MLH NC State Hackathon Project (Feb 2 - Feb 3, 2024)
By Rishabh Kala, Jay Joshi, Teddy Xinyuan Chen, and Lixing Zheng.
github.com/tddschn/hack-ncsu-2024
Our team researched about the bias existing in the criminal justice systemte and wanted to help in mitigating it, Therefore, we decided to go for systemmatic analysis and mitigation bias against black in the society, esp. in the criminal justice system and around machine learning models. That's why we made this, to visually show the racial bias in the models when it comes to predicting recividism rate between black and the general population with some ways to mitigate it.
We wanted to show that such a bias existed and ways in which we can mitigate it. For this, we decided to analyze a dataset which showcased the results of a 2 year follow-up study on individuals to find out if the predicted recidivism rate was actually correct. The results did show a bad accuracy in general but moreover the results that indicated a racial bias and we tried to visually showcase it. Then we decided to use existing classifier algorithms such as Naive Bayes, Decision Tree, Random Forest and Logistic Regression, to actually classify the data along with the new follow-up results, in an effort to mitigate the exisgting bias and we achieved accuracies much better than the previous model. We then converted the data which we had into a graphical format and represented it.
We searched for a dataset with relevant data and then looked into precprocessing this data. We used PCA for feature selection and then applied the right machine learning classification models to it. After that, we graphically represented this data, such that, it is easier to interpret. Front end: a carousel page for showing figures visualizing the models' results. Built with Next.js and Tailwind CSS, hosted on Cloudflare.

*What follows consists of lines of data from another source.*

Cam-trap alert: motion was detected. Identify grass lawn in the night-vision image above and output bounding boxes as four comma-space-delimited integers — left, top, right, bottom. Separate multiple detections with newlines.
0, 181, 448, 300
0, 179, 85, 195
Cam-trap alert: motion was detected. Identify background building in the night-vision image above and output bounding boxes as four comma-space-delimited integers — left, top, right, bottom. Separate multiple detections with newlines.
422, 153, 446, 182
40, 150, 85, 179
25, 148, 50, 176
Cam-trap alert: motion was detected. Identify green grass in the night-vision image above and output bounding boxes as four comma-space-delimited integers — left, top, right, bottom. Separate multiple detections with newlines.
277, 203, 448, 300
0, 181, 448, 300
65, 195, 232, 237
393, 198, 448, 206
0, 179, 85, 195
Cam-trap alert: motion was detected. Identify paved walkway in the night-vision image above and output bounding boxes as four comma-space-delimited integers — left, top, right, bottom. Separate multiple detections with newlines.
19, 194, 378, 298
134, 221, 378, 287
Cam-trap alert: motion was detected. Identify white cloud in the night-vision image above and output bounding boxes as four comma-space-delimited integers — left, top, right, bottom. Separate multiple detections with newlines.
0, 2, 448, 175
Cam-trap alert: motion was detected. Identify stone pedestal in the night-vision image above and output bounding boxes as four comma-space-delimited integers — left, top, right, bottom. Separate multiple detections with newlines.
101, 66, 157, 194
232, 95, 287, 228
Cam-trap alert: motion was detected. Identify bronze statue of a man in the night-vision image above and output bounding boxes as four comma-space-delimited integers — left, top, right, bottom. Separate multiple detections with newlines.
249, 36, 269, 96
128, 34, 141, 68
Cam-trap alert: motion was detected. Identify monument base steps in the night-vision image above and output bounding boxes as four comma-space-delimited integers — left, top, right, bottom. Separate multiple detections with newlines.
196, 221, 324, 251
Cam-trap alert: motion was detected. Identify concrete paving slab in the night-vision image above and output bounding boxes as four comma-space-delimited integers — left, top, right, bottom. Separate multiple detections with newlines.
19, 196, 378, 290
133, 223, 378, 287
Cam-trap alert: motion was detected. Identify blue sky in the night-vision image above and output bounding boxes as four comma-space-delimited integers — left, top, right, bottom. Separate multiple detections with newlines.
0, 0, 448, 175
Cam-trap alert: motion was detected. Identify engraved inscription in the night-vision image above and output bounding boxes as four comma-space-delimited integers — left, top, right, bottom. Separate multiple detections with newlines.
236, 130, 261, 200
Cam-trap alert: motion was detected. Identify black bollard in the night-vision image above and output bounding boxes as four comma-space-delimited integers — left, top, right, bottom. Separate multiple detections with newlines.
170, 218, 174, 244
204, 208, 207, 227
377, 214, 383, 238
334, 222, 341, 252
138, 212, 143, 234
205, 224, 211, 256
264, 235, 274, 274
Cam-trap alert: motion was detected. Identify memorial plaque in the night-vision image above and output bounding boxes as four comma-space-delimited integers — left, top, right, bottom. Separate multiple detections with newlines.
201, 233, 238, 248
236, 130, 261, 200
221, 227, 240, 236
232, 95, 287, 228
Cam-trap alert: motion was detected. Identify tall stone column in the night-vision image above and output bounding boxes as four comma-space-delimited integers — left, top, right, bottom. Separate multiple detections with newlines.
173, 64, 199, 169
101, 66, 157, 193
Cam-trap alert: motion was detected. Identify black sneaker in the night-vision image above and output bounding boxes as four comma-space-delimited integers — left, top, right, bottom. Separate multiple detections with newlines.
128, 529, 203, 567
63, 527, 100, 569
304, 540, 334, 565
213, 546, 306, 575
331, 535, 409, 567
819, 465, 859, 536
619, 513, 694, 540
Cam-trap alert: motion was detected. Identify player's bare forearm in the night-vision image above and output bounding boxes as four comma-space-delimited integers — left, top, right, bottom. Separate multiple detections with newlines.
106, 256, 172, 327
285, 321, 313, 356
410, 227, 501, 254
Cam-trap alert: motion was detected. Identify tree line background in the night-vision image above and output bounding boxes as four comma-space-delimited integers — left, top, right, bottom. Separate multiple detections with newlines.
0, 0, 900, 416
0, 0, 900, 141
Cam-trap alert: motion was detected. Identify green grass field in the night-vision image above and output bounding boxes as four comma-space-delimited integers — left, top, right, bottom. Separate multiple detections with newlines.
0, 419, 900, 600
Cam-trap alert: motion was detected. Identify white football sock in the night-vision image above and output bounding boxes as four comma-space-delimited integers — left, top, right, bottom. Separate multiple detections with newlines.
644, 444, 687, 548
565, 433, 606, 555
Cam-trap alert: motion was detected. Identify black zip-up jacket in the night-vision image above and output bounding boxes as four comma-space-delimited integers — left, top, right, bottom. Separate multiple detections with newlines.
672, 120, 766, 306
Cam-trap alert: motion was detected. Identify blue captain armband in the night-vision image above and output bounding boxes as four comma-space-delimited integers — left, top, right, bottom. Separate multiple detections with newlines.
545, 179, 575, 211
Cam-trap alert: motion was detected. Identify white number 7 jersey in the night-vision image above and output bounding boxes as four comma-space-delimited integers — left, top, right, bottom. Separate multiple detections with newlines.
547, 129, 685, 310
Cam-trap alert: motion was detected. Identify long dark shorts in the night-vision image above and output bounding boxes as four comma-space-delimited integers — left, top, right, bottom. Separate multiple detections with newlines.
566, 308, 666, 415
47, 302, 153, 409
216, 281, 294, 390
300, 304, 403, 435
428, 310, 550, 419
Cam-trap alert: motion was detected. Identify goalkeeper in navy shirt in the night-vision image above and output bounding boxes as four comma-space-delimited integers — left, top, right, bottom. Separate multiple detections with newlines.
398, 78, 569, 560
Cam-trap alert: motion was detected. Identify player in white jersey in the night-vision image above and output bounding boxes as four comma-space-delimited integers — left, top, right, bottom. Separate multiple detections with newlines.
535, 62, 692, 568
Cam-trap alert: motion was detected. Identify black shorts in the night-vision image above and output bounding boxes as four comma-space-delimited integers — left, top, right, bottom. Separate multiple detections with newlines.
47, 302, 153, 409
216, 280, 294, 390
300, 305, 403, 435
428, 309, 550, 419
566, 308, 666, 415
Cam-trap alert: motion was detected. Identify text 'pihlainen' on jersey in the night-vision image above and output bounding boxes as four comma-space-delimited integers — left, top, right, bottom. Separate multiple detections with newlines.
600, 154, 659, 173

The biggest challenge which we ran into was finding and interpreting the right dataset. We needed a credible and reliable dataset for this project and this proved to be quite challenging in the beginning, but collectively, we were able to find the right fit. Moreover, we had to also select the right machine learning models for this project and that was challenging but again teamwork came to the rescue and we were able to pick the right ones.
Next.js's buggy documentation also cost us a lot of time.
We discovered that the current system used to predict recividism might be flawed and biased. We leveraged data driven techniques to make more accurate prediction on recividism and hence, seeing to it that the bias that these systems have was eliminated.
We learned how to leverage technology for social good and promote equality. Moreover, we learned a lot about the use of machine learning model and data visualization.
We can work with more recent data as well as leverage more cutting edge models in order to eliminate this bias even further. We can also make the website more interactive with the functionality to run and test different models in the background.